SECTION DROIT DU TRAVAIL
GÉNÉRAL
Syndicat de l’enseignement de la région de Québec et Centre des services scolaire des Premières-Seigneuries, 2022 QCTA 361
Disponible sur SOQUIJ
Dans ce dossier, le syndicat dépose un grief qui reproche à l’employeur de ne pas avoir pris les mesures nécessaires pour faire cesser le harcèlement psychologique dont une enseignante était victime de la part d’un élève avec des difficultés d’apprentissage et sa mère. Les comportements, gestes, actes et paroles vexatoires reprochés se sont produits durant une partie de l’année scolaire 2017-2018, soit d’octobre à mai 2018.

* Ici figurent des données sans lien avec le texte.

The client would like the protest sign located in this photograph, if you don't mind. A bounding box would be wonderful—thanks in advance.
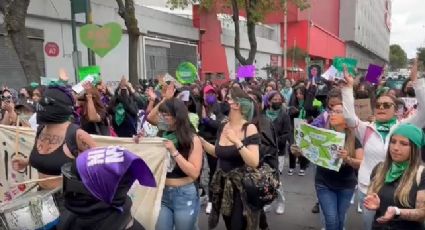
[322,65,338,81]
[176,62,198,84]
[0,125,169,229]
[80,22,122,57]
[354,98,372,121]
[365,64,384,85]
[400,97,418,110]
[237,65,255,78]
[333,57,357,77]
[295,122,345,171]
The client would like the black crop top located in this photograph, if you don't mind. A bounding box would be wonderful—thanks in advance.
[29,124,75,176]
[215,126,261,172]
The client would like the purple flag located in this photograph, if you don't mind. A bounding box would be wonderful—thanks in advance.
[76,147,156,204]
[366,64,384,84]
[238,65,255,78]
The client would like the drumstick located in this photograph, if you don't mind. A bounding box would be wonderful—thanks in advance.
[12,176,62,186]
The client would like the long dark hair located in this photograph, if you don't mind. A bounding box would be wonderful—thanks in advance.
[159,98,194,158]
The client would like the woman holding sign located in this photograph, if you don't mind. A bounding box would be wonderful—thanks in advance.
[342,61,425,230]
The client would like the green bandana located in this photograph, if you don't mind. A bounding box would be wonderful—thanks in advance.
[162,132,179,148]
[298,101,306,120]
[266,109,280,121]
[385,161,409,184]
[115,103,125,126]
[375,117,397,141]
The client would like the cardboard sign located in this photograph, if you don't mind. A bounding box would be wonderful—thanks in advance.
[176,62,198,84]
[80,22,122,57]
[366,64,384,85]
[333,57,357,77]
[238,65,255,78]
[354,99,372,121]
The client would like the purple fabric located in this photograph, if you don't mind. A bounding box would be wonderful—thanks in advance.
[366,64,384,84]
[76,147,156,204]
[238,65,255,78]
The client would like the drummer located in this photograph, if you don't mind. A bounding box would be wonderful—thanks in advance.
[12,86,96,208]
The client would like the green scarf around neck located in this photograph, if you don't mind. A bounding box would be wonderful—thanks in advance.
[375,117,397,141]
[385,161,409,184]
[266,109,281,121]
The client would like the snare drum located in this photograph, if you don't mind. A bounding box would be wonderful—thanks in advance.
[0,188,61,230]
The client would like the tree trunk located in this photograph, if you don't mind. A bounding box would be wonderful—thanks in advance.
[116,0,141,85]
[232,0,257,65]
[0,0,41,83]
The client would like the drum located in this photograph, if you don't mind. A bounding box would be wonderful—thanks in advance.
[0,188,61,230]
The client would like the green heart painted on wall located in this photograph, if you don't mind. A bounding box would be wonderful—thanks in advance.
[80,22,122,57]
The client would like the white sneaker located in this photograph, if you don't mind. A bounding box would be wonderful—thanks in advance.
[263,204,272,212]
[205,202,212,214]
[276,203,285,215]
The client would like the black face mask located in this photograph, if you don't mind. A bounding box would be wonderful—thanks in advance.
[406,87,416,97]
[356,91,369,99]
[271,102,282,110]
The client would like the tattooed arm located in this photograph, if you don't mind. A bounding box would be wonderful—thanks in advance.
[400,190,425,222]
[77,129,96,152]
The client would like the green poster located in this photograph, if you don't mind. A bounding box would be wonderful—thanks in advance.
[176,62,198,84]
[294,121,345,171]
[78,65,100,85]
[80,22,122,57]
[333,57,357,77]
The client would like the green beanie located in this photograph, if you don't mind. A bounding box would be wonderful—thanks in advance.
[392,123,425,148]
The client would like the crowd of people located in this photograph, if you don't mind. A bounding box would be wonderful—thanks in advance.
[0,58,425,230]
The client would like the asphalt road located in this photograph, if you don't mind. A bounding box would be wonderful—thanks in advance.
[199,159,362,230]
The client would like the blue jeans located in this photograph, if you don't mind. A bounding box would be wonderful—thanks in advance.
[358,190,375,230]
[156,183,200,230]
[316,184,354,230]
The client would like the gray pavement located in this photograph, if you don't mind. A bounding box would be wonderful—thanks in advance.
[199,160,362,230]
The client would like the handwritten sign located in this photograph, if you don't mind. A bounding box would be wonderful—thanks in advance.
[80,22,122,57]
[354,99,372,121]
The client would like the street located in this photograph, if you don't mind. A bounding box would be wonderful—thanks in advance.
[199,159,362,230]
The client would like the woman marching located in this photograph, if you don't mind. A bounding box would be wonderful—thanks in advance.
[364,124,425,230]
[201,87,260,230]
[147,85,202,230]
[12,86,96,211]
[342,61,425,230]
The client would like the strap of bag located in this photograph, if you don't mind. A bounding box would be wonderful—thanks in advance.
[416,165,424,186]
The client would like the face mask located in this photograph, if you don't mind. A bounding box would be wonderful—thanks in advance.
[406,87,416,97]
[272,102,282,110]
[205,95,217,105]
[156,116,170,131]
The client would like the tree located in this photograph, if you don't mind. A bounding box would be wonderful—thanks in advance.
[168,0,309,65]
[390,44,407,70]
[0,0,41,83]
[116,0,142,85]
[417,47,425,70]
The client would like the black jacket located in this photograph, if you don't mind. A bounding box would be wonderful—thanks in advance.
[273,107,292,156]
[257,115,279,171]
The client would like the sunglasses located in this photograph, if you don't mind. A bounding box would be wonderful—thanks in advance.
[375,102,395,109]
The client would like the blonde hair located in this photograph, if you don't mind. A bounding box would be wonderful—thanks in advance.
[368,142,421,208]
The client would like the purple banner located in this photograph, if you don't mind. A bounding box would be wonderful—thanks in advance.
[238,65,255,78]
[366,64,384,84]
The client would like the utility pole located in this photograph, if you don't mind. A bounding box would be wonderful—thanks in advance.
[283,0,288,78]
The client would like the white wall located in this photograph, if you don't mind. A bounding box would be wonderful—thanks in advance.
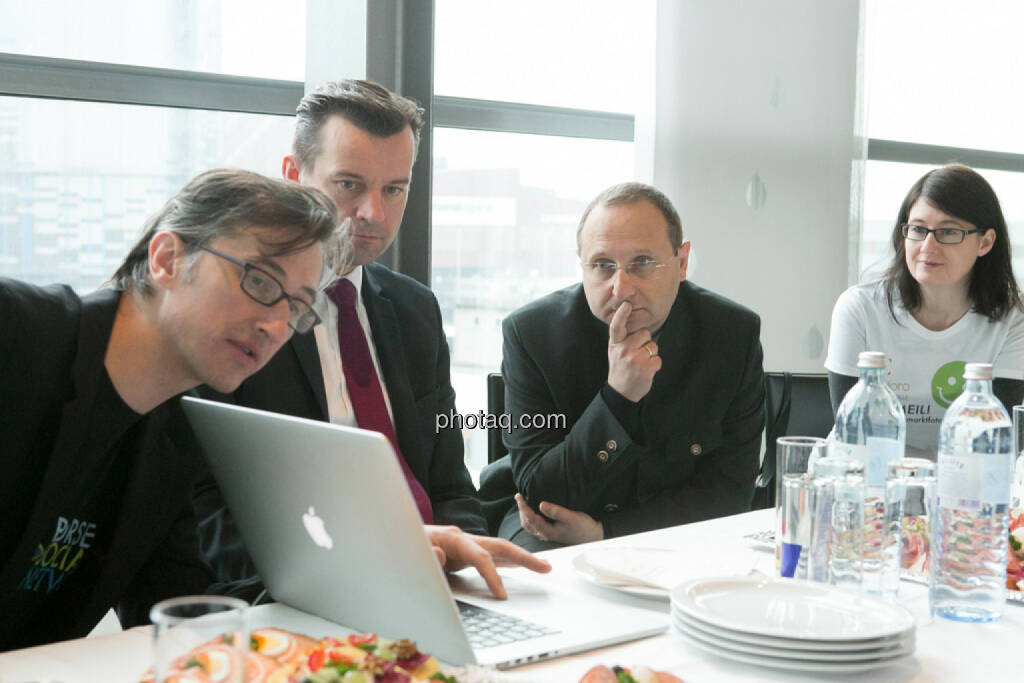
[651,0,862,372]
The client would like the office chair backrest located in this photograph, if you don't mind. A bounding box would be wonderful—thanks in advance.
[487,373,508,464]
[752,373,835,510]
[765,373,836,438]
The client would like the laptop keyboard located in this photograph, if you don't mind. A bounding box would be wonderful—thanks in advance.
[456,600,558,648]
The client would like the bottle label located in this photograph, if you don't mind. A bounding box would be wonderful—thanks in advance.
[946,404,1013,429]
[938,453,1013,510]
[864,436,903,488]
[829,436,903,488]
[828,439,867,469]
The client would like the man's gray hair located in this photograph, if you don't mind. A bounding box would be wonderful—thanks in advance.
[292,80,424,169]
[109,169,349,296]
[577,182,683,253]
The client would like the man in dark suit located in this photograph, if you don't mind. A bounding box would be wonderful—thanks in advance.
[0,170,338,650]
[491,183,764,550]
[197,81,547,596]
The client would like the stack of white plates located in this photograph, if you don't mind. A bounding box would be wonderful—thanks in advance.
[671,577,914,673]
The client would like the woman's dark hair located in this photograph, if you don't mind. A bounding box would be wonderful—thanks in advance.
[885,164,1024,321]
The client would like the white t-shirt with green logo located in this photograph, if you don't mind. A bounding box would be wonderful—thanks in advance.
[825,281,1024,460]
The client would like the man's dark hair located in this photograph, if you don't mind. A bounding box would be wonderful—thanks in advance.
[577,182,683,253]
[110,169,345,296]
[885,164,1024,321]
[292,80,423,169]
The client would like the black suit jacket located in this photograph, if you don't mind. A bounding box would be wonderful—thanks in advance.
[0,279,212,650]
[502,282,764,537]
[197,263,486,581]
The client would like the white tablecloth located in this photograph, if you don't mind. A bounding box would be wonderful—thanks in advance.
[0,510,1024,683]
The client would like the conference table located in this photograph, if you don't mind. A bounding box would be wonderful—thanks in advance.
[0,510,1024,683]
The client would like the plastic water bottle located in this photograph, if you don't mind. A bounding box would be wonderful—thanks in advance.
[831,351,906,599]
[930,362,1014,622]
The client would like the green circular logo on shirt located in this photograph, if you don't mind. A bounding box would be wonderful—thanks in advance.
[932,360,967,408]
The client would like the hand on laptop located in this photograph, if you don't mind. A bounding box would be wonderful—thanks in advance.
[515,494,604,546]
[424,524,551,600]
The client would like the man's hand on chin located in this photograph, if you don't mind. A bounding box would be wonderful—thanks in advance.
[424,524,551,600]
[515,494,604,546]
[602,301,662,403]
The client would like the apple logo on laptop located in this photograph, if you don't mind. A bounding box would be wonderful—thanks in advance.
[302,505,334,550]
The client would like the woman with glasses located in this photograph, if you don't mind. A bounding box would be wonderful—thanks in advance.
[825,164,1024,460]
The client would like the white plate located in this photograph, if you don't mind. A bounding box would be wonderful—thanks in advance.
[672,609,914,653]
[671,577,914,642]
[672,617,913,661]
[572,553,669,602]
[686,618,912,674]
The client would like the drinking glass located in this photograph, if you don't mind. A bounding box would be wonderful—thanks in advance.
[808,456,864,590]
[150,595,250,683]
[882,458,936,600]
[880,458,937,625]
[1010,405,1024,514]
[775,436,827,579]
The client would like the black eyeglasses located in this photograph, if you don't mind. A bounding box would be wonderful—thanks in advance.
[582,256,667,280]
[900,224,982,245]
[193,247,321,335]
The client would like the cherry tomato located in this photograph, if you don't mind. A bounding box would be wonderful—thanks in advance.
[348,633,377,647]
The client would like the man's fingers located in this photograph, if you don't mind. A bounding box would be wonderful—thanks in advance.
[466,538,508,600]
[538,501,572,521]
[477,538,551,573]
[608,301,633,344]
[515,494,552,541]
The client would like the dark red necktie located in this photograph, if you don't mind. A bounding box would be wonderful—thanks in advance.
[327,279,434,524]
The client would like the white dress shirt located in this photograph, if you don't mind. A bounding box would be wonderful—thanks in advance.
[313,265,394,427]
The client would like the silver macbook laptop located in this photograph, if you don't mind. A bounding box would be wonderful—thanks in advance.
[182,397,669,668]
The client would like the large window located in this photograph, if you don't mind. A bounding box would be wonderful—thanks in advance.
[0,0,305,291]
[0,0,306,81]
[430,0,654,472]
[858,0,1024,280]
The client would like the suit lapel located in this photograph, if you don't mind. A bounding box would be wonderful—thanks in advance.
[43,291,120,501]
[641,283,698,433]
[85,405,188,617]
[289,332,329,421]
[362,266,427,481]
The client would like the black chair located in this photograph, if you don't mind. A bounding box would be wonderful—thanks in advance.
[487,373,508,465]
[752,373,835,510]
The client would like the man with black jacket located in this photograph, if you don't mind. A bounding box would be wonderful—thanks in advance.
[0,170,338,650]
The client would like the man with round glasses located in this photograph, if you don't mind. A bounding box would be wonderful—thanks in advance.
[196,80,550,597]
[481,182,764,550]
[0,170,338,650]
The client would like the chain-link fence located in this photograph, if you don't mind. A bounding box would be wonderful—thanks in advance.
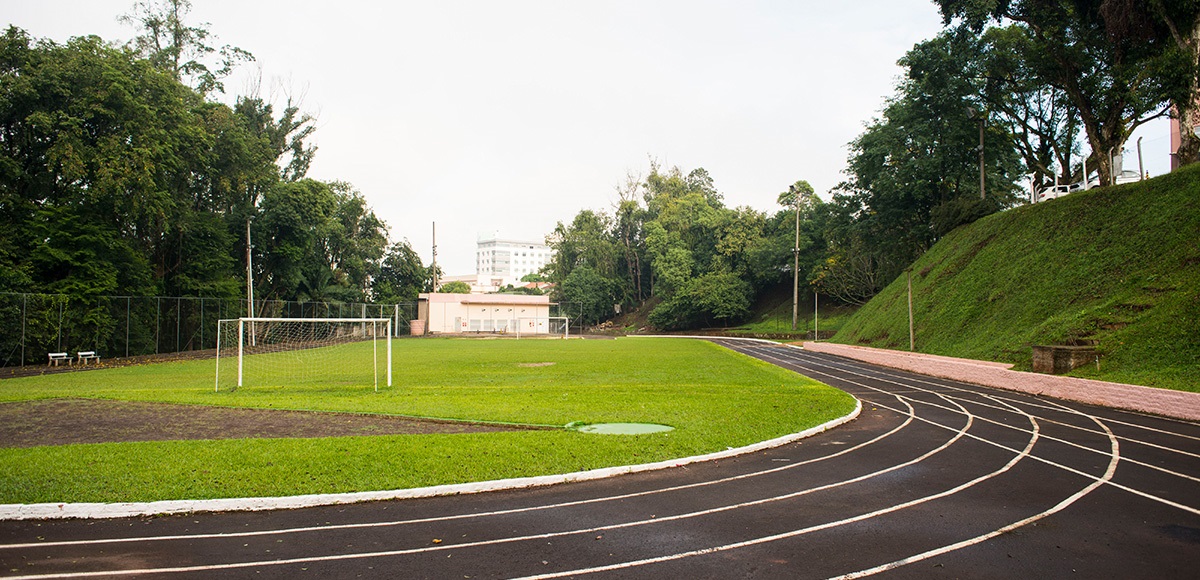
[0,293,416,366]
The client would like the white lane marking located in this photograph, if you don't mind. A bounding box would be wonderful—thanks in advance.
[830,391,1121,580]
[758,343,1200,515]
[0,397,914,550]
[5,397,974,580]
[514,396,1038,580]
[805,353,1200,456]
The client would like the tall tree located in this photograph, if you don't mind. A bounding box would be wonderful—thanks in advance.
[120,0,254,95]
[935,0,1165,183]
[1100,0,1200,165]
[372,239,432,304]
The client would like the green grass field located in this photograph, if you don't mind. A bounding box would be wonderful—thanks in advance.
[0,339,854,503]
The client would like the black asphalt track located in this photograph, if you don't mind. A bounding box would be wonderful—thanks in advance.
[0,341,1200,579]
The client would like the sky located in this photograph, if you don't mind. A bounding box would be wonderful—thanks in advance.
[0,0,1169,275]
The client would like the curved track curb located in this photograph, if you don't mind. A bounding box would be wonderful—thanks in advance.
[0,336,863,520]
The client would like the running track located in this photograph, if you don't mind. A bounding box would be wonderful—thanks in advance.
[0,341,1200,579]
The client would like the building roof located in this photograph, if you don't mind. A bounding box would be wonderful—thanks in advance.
[416,292,550,306]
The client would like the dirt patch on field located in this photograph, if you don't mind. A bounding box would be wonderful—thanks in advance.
[0,399,535,447]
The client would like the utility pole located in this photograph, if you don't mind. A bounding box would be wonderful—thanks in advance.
[430,222,438,292]
[246,217,254,318]
[788,192,800,333]
[979,113,985,199]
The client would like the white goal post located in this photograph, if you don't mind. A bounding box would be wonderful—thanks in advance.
[517,316,571,339]
[214,317,392,391]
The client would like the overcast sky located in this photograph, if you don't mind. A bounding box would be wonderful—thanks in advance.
[0,0,1168,275]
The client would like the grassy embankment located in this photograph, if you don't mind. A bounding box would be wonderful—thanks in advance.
[0,339,853,503]
[834,160,1200,391]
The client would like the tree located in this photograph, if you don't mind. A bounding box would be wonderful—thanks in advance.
[936,0,1170,183]
[120,0,254,95]
[979,25,1084,191]
[1100,0,1200,165]
[372,239,432,303]
[234,97,317,181]
[827,30,1024,286]
[558,264,617,324]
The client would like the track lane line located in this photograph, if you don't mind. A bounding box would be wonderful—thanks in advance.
[5,397,974,580]
[748,343,1200,515]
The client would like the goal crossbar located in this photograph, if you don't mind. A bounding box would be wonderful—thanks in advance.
[214,317,392,391]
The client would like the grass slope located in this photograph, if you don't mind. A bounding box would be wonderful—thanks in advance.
[834,167,1200,391]
[0,339,854,503]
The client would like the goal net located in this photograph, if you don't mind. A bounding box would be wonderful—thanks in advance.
[215,318,392,391]
[516,316,571,339]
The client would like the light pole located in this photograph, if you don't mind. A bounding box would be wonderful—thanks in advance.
[787,184,800,333]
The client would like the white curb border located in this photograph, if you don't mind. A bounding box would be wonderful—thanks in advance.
[0,336,863,520]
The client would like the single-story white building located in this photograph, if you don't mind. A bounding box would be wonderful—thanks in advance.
[414,293,557,334]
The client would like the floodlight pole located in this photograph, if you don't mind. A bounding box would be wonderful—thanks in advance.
[979,113,985,199]
[787,184,800,333]
[246,217,254,318]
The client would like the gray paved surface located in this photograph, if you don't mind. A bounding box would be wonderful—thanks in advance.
[0,342,1200,579]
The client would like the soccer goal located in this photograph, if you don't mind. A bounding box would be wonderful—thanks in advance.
[214,318,392,391]
[517,316,571,339]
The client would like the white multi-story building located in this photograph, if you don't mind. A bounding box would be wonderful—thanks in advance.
[475,233,553,286]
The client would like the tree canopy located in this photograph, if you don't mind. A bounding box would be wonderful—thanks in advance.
[0,23,408,306]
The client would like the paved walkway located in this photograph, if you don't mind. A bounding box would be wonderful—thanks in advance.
[804,342,1200,420]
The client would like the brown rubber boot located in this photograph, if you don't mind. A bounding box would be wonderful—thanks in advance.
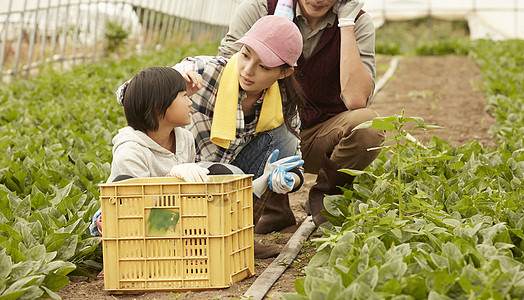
[306,155,355,226]
[255,189,297,234]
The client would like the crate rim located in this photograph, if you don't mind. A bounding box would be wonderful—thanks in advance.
[98,174,254,187]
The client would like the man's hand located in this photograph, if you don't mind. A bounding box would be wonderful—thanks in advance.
[338,0,365,27]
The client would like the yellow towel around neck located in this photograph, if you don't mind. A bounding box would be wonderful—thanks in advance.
[211,54,284,149]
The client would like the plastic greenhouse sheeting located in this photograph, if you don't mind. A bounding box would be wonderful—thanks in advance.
[364,0,524,40]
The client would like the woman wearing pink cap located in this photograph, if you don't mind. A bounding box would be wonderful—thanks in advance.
[117,16,305,258]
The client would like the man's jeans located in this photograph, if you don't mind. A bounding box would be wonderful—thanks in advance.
[231,124,300,179]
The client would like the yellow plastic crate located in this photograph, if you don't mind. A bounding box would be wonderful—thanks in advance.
[100,175,255,293]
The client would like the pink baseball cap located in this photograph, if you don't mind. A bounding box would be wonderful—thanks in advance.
[235,15,302,67]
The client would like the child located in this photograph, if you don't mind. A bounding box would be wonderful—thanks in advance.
[108,67,209,182]
[113,16,305,258]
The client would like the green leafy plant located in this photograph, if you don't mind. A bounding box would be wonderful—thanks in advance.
[284,41,524,299]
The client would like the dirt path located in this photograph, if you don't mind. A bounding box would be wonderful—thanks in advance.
[58,56,496,300]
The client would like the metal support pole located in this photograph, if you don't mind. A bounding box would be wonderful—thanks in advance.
[26,1,40,76]
[0,0,13,79]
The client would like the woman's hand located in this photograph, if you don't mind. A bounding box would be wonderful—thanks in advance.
[180,71,204,97]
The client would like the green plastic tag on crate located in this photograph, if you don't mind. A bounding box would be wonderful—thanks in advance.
[146,208,180,236]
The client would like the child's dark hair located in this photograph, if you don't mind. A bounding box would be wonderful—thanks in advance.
[123,67,186,133]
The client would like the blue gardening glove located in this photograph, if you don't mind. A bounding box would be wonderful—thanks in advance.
[253,149,304,198]
[268,156,304,194]
[338,0,365,27]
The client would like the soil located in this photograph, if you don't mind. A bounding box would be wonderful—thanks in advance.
[58,56,496,300]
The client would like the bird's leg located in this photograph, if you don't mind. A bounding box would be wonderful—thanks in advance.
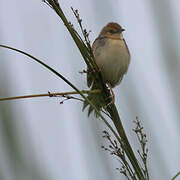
[107,83,115,106]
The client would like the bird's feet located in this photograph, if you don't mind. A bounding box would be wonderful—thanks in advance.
[107,83,115,106]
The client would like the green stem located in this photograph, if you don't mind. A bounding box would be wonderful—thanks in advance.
[108,104,145,180]
[0,44,120,148]
[0,89,101,101]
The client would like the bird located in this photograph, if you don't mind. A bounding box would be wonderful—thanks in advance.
[83,22,130,114]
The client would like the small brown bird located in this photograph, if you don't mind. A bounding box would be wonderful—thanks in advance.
[87,22,130,103]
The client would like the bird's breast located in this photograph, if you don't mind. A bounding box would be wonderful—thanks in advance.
[94,38,130,87]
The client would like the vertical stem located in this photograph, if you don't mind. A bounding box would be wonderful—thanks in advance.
[108,104,145,180]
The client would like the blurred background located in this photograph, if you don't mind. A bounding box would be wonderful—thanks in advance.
[0,0,180,180]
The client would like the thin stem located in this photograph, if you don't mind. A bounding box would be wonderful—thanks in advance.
[0,44,121,150]
[171,172,180,180]
[0,89,101,101]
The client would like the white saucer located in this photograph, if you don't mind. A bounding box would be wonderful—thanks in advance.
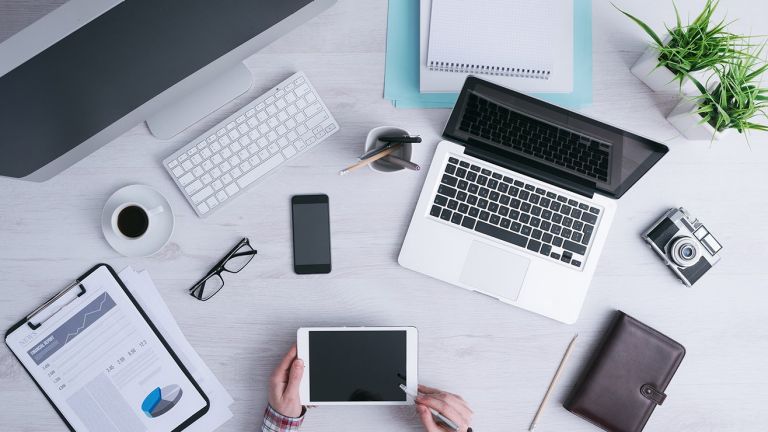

La preuve du syndicat démontre que les propos et commentaires répétés de la mère, majoritairement sous forme de courriels adressés tant à l’enseignante qu’à la direction de l’école, contiennent des allégations notamment malveillantes et dévalorisantes visant à discréditer le travail et la compétence de l’enseignante. Les gestes posés par la mère démontrent une conduite oppressive et attentatoire qui a produit des conséquences négatives sur la réputation, la dignité et l’intégrité psychologique de l’enseignante. En ce sens, la Loi sur les normes du travail prévoit aux articles 81.18 et suivants, l’obligation pour l’employeur de prendre les moyens raisonnables pour assurer un milieu de travail exempt de harcèlement de la part de toute personne avec laquelle le salarié interagit, ce qui inclut en milieu scolaire, tant les collègues et gestionnaires que les élèves et leurs parents. Conséquemment, le parent d’un élève qui harcèle un membre du personnel est une tierce personne agissant dans le milieu de travail sous la responsabilité de l’employeur. Elle est alors une personne visée par les dispositions de la Loi.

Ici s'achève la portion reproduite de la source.